The Smith's

The Smith's

February 09, 2011

Day 21 of the 30 Day Photo Challenge

This one was easy, and tough at the same time. More like gut-wrenching. I spend so much of my life pushing thoughts and feelings out of my head, thinking about what I want to forget got my mind spinning.


Day 21 - A picture of something you wish you could forget...


This photo encompasses so much, and you can't even really see anything. Just a silly old apartment sign and some shrubs. For me, this was my life for years. After my mom died, I found trouble, and stuck to it like a magnet. I hooked up with the wrong guy, moved into the wrong neighborhood, and made the wrong friends. I mistaken abuse for love, drugs and alcohol for a good time, and friends were meerly gateways to bad decisions.

This apartment held me hostage, I felt like I could do anything when I lived there, but in reality, I couldn't escape. I ran away, I hid my problems old problems and found new ones. I broke hearts, ruined friendships, and hurt myself in ways unimaginable. I blame it on this place, I hate the feeling that tears through my stomach when I see this picture, when I'm reminded of this awful apartment building. I hate who I used to be.
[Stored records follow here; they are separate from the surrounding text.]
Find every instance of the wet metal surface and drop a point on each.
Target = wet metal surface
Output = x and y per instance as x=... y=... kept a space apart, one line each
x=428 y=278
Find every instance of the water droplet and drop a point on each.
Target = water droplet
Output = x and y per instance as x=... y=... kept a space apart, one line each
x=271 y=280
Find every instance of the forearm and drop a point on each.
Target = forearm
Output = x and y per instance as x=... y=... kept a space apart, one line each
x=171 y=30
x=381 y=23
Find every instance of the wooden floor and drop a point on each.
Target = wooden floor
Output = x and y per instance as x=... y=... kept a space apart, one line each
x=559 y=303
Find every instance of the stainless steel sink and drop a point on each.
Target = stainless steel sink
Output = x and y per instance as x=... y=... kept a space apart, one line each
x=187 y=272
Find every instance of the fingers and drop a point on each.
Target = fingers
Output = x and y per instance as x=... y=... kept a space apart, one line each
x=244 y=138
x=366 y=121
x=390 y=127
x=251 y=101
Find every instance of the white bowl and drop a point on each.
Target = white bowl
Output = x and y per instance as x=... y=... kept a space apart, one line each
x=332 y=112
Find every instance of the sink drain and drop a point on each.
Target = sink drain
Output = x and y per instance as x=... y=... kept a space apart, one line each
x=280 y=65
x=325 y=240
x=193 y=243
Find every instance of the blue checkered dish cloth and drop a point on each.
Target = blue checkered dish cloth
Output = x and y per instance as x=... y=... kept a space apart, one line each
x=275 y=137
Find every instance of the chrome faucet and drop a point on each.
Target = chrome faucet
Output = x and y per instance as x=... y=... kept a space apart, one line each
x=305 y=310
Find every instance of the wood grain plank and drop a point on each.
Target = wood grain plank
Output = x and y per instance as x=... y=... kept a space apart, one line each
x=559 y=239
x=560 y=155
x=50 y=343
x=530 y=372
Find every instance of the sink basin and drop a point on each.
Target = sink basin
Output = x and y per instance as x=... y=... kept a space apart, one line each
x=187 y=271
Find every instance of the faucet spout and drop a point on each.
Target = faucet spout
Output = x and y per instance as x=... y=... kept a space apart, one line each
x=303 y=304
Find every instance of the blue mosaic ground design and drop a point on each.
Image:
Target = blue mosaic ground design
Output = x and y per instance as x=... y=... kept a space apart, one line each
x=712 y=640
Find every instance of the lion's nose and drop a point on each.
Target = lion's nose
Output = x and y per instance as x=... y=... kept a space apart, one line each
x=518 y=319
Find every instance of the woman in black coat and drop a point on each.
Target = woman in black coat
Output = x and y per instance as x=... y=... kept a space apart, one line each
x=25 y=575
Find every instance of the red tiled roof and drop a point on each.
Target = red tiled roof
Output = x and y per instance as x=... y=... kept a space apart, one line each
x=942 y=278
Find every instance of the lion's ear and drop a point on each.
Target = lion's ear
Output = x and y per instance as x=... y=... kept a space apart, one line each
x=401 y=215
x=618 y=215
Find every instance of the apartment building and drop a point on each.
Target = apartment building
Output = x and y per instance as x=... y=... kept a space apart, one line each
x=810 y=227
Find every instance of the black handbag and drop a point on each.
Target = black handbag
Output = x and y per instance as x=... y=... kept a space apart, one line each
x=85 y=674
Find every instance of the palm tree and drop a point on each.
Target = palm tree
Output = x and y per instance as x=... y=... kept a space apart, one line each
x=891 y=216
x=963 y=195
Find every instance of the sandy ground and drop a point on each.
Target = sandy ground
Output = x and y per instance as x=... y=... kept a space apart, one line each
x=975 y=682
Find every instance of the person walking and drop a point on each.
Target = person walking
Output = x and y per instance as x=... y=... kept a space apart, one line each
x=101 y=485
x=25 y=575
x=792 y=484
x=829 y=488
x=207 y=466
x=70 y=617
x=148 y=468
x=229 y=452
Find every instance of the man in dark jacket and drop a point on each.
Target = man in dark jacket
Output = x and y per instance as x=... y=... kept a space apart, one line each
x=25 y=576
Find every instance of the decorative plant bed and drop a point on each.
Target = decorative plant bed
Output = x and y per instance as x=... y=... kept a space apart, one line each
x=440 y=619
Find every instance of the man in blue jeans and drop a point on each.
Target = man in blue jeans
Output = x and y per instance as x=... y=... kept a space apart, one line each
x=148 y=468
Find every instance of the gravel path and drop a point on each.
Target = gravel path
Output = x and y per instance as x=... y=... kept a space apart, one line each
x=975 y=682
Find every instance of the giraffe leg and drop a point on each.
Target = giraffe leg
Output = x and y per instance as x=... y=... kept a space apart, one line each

The person I'm reminded of when I look at this picture is someone I don't even know anymore. I have grown up, changed my life around, and moved on. I'll never forget the things that happened here, they are scars-both physical and emotional-that will never disappear. Those same scars have made me stronger, more independent, even confident. I guess, in some strange way, I have this place to thank.

1 comment:

  1. What a JOYOUS picture! It's a picture of what you have overcome! Yes, those years were "dark" but looking back REJOICE at what you were able to overcome that SO MANY people NEVER will!